The Philippine Stock Exchange index (PSEi) plunged as investors sold down shares in panic due to fears of a global trade war as countries are taking retaliatory measures slapped harsh tariff rates by the US.
The Philippine benchmark fell by 261.34 points or 4.3 percent to close at 5,822.85 on Monday, April 7, as Mining stocks led the slide across the board. Volume jumped to 1.36 billion shares worth P13.23 billion as losers swamped gainers 201 to 32, with 33 unchanged.
“Philippine shares were heavily sold as the escalation of the tariffs rattled markets across the globe. Many are now looking as to whether other countries will continue to retaliate in a back and forth increase,” said Regina Capital Development Corporation Managing Director Luis Limlingan.
Jonathan Ravelas, senior adviser at Reyes Tacandong & Co., said “This was anticipated after Friday’s Meltdown. So far the 5,800 held as a strong support as market expects the Bangko Sentral ng Pilipinas to cut rates by 25 bps. Failure to cut could trigger losses towards the 5,300/5,500 levels.”
“The PSEi is down over four percent and is now trading at the 5,800 level due to bearish sentiment amid geopolitical tensions arising from the recently imposed tariffs by U.S. President Donald Trump,” said Unicapital Securities Research Head Wendy Estacio Cruz.
She noted though that, “we believe that this sell-off is largely sentiment-driven.
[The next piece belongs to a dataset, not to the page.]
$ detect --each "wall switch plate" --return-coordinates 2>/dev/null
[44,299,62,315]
In our view, as long as the underlying value of businesses and economies remains intact and undamaged by a physical war, the market will eventually stabilize, and stocks will bounce back.”
Rizal Commercial Banking Corporation Chief Economist Michael L. Ricafort said the PSEi declined for the third consecutive day “to close at new 2.5-year lows or since October 3, 2022; amid the bigger daily declines in other major Asian markets; after US stock market futures again declined largely due to the continuing effects of Trump’s higher US import tariffs and reciprocal tariffs announced on April 2, 2025 that could slow down the US and global economy (with risk of US recession).”
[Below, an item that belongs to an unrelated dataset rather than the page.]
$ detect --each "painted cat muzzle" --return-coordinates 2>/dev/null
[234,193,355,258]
China retaliated against the new US tariffs, announcing a 34 percent levy on US imports starting April 10, 2025, and China export controls on rare earths. Trump blasted China for retaliating against his sweeping tariff plan and vowed his economic policies will never change.
Trump called on the Fed to cut interest rates and stop playing politics. Federal Reserve Chairman Jerome Powell: Signaled that the trade war's damage will be bigger than anticipated; reiterated a wait-and-see approach on Fed rates; the Fed can wait for more clarity before adjusting; stressed the need for the Fed to keep its inflation expectations anchored, which would indicate that Fed rate hikes may not be imminent.
Ricafort noted that, amid this gloom, there are offsetting positive factors such as the easing of the benchmark 10-year US Treasury yield to new 6-month lows, which partly led to the weaker US dollar vs. major global currencies.
There is also a possible 0.25 local policy rate cut on the next BSP rate-setting meeting on April 10, 2025 and total possible local rate cuts of 0.50 or 0.75 for 2025, as signaled/reiterated by local monetary officials recently.
Global crude oil prices declined to new 4-year lows that could still help further ease prices/inflationary pressures, support more benign inflation, and help justify possible monetary easing/rate cuts, moving forward.
Ricafort sees the next support levels at 5,820 levels (or midpoint between the post pandemic high of 7,604.61 posted on Oct. 7, 2024 and the pandemic low of 4,039.15 posted on March 19, 2020) and then the 5,699.30 low posted on Oct. 3, 2022.